Zamordyzm w białych rękawiczkach, czyli ochrona swobód religijnych we Francji

Dodano: 
Emmanuel Macron
Emmanuel Macron Źródło: PAP/EPA / CAROLINE BLUMBERG
30 października Francja została objęta kolejnym lockdownem. Wśród wprowadzonych ograniczeń ponownie zakazano obywatelom uczestnictwa w nabożeństwa religijnych. 7 listopada Rada Stanu odrzuciła skargi złożone przez biskupów na rozporządzenie rządu. W tym samym czasie w Nicei premier Jean Castex zachwalał panującą we Francji swobodę kultu.

Poprzedni zakaz udziału w praktykach religijnych został wprowadzony we Francji w marcu i trwał ponad dwa miesiące. Portal DoRzeczy.pl informował już, że na skutek skargi złożonej we francuskiej Radzie Stanu restrykcje te uchylono wcześniej niż planował to rząd w ramach stopniowego odmrażania kraju.
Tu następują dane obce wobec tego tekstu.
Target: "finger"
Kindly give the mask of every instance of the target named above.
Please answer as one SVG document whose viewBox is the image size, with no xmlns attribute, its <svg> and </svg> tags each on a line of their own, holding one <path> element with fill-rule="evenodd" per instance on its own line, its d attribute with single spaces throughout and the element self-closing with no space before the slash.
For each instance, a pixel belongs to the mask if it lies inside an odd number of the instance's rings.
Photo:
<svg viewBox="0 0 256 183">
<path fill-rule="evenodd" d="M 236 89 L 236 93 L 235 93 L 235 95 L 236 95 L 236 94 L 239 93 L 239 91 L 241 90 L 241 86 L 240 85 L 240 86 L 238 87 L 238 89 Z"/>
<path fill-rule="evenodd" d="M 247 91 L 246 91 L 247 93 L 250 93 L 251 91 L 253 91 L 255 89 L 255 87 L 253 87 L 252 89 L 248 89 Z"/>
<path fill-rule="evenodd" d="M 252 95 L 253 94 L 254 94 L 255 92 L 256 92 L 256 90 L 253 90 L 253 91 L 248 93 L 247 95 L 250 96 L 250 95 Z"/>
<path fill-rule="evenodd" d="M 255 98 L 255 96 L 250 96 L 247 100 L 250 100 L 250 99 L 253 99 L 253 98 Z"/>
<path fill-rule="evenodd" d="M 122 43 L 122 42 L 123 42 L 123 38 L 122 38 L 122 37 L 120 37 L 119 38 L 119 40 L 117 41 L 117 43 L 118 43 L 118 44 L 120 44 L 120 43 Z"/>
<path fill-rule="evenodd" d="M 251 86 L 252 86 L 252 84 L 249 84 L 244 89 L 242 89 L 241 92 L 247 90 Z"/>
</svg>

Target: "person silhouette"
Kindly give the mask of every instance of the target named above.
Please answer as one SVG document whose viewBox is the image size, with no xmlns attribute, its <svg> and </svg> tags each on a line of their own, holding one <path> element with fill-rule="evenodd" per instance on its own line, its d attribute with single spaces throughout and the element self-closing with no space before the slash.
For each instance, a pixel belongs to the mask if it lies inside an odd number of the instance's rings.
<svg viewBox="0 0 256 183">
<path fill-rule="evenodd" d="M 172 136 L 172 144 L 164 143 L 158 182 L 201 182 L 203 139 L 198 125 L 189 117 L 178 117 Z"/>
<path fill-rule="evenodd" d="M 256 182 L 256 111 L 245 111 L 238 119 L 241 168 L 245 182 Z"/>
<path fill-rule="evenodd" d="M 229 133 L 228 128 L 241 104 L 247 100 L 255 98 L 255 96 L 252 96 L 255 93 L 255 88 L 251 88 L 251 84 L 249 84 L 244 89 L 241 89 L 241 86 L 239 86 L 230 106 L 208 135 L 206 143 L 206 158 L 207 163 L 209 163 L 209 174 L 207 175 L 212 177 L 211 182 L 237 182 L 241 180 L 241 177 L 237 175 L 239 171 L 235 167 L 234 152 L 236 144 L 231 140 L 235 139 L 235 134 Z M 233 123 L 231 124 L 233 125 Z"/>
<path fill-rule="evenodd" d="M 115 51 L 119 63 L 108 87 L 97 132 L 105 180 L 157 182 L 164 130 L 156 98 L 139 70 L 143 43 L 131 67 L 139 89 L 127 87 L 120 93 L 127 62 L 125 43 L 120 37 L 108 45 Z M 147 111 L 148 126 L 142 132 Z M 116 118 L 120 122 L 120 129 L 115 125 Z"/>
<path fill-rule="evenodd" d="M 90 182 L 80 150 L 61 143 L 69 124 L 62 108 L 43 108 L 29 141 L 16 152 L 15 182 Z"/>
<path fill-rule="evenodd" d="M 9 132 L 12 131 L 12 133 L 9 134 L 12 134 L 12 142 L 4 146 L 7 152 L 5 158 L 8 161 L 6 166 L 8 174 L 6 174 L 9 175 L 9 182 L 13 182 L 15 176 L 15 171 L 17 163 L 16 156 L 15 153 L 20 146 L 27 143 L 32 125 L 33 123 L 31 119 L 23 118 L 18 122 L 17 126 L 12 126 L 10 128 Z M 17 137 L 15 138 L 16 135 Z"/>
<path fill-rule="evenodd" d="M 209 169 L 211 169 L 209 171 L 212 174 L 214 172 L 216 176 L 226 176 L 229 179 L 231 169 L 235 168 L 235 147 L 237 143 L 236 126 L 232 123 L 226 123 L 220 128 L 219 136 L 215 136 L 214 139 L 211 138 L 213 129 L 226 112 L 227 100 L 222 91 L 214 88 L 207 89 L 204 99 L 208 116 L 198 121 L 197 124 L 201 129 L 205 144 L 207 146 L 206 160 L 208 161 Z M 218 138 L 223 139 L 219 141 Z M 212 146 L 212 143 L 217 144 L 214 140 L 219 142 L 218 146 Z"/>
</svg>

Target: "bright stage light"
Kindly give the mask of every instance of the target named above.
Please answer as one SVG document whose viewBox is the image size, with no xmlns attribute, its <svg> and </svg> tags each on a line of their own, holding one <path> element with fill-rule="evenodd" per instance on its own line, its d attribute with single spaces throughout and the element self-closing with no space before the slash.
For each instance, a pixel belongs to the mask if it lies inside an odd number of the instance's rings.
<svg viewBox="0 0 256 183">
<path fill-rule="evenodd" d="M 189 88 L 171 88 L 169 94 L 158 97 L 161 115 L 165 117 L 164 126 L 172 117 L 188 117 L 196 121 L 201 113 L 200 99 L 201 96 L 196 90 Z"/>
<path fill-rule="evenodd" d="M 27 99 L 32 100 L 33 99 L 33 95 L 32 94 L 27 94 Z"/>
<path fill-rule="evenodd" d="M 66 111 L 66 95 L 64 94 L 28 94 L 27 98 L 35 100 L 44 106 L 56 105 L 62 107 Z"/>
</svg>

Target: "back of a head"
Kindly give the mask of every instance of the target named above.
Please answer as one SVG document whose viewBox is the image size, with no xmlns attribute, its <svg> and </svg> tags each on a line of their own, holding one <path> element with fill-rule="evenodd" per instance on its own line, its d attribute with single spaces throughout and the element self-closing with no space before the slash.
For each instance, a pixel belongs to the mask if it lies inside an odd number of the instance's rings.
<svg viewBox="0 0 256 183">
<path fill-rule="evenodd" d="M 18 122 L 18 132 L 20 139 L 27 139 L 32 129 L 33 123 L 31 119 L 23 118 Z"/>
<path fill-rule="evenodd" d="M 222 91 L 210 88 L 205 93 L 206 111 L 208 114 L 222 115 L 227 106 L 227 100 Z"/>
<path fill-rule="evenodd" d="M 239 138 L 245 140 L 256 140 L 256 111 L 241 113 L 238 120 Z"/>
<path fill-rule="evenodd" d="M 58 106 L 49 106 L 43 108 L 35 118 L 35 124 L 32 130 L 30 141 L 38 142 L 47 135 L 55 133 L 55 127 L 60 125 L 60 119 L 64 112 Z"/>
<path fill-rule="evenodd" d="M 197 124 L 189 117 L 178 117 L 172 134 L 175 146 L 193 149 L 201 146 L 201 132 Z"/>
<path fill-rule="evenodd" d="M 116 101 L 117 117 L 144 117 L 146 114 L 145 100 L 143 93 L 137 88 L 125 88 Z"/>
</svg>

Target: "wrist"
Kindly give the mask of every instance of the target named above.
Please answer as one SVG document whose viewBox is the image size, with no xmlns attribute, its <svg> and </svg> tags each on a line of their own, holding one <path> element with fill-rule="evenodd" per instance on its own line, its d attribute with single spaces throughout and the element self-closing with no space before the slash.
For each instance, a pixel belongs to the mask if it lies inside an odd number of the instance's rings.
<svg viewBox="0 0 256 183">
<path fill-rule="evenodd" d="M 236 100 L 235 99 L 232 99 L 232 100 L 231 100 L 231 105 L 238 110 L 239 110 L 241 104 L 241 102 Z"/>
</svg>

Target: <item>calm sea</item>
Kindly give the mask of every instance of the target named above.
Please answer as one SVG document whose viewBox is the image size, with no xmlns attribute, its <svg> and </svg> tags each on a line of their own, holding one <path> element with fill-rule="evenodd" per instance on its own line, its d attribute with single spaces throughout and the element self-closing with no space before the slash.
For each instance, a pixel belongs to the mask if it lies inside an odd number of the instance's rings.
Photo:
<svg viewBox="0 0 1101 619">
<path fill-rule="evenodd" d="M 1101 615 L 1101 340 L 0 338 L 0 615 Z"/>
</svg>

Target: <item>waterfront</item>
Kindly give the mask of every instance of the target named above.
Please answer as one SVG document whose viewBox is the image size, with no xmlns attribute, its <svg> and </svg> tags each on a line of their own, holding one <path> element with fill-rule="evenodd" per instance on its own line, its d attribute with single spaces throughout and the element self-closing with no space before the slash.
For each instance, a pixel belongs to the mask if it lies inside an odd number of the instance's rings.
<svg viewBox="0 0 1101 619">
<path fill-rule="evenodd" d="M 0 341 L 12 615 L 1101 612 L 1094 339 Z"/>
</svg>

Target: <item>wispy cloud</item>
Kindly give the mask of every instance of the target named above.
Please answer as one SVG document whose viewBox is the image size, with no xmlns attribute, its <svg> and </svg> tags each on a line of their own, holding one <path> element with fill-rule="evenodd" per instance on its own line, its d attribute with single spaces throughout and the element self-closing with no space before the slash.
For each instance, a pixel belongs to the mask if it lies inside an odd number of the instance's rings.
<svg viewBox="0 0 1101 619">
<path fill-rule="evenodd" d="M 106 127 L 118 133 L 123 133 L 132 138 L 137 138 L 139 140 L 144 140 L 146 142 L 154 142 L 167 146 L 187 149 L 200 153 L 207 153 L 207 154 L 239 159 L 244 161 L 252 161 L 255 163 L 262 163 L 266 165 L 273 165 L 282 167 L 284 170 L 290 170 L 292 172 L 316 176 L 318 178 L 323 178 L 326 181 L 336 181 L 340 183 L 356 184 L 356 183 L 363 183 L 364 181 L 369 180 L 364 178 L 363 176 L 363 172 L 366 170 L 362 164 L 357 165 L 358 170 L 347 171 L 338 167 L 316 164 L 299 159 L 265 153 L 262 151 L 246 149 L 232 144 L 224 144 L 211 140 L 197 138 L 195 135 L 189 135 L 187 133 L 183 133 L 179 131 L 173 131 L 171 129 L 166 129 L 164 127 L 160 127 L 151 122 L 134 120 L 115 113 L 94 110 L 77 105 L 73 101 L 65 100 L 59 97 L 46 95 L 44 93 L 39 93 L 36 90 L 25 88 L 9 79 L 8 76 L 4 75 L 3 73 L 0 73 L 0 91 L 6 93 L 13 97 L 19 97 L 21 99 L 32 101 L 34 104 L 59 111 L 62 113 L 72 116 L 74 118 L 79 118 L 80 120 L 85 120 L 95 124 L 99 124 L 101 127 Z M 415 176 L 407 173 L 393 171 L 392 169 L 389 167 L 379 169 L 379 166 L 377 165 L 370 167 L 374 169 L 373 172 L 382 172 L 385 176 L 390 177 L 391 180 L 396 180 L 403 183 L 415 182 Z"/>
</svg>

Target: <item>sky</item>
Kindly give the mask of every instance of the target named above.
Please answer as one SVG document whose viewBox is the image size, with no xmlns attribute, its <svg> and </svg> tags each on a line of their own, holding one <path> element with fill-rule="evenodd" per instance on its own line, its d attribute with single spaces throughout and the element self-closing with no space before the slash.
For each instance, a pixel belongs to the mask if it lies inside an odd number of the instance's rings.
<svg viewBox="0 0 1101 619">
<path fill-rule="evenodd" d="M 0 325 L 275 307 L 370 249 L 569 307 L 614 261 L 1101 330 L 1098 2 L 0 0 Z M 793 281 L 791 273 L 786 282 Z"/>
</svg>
Krytykowano jednak francuski episkopat, który nie podjął wtedy żadnych działań prawnych – ówczesne zwycięstwo sądowe wynikało z oddolnych działań katolików i kilku tradycyjnych zgromadzeń zakonnych. Tym razem, wraz z zapowiedzią kolejnego lockdownu i ponownego zakazu uczestnictwa we Mszach, aż pięciu biskupów wniosło do Rady Stanu niezależnie skargi na rozporządzenie rządu, a następnie w imieniu całego Kościoła we Francji zrobił to abp Éric de Moulins-Beaufort, przewodniczący Konferencji Episkopatu.

7 listopada Rada Stanu odrzuciła jednak te wnioski, uznając, że nałożone obostrzenia oraz przewidziane wyjątki – świątynie jako takie mogą pozostać otwarte, dopuszczone są pogrzeby do trzydziestu uczestników i śluby do sześciu – są adekwatne do „nadzwyczajnego stanu sanitarnego”, który będzie obowiązywał we Francji do 16 listopada br. Katolicy obawiają się jednak, że skoro francuski parlament debatuje obecnie nad ustawą mającą przedłużyć tenże stan nadzwyczajny aż do 16 lutego 2021 r., mogą oni pozostać pozbawieni możliwości uczestnictwa we Mszy znacznie dłużej, ze świętami Bożego Narodzenia włącznie. Na chwilę obecną biskupi nie chcą dalszej konfrontacji z rządem, natomiast wśród szeregowych wiernych wybrzmiewa nawoływanie do otwartego buntu. Za nieprzestrzeganie obostrzeń lockdownu grozi mandat w wysokości 135 euro.

W tym samym dniu co Rada Stanu, głos zabrał paradoksalnie także premier Jean Castex. Tenże, odwiedzając Niceę, miasto doświadczone w ostatnich dniach atakiem islamskiego terrorysty, który zabił trzech wiernych w katolickiej bazylice, oznajmił: „29 października w Nicei terroryzm zaatakował swobodę kultu […] Żadne nabożeństwo religijne nie jest obrazą w świeckiej republice, która szanuje religię ze względu na to, czym jest – wyrażeniem głębokich przekonań –, i która gwarantuje jej praktykę, ze względu na to, czym jest, wykonywaniem zasadniczej wolności. Gdy idzie o gwarancję tej wolności, Republika jest bezkompromisowa”… Trudno o lepszy przykład hipokryzji ze strony premiera, który zakazał uczestnictwa we Mszach, w zasadzie nie wiadomo na jak długo.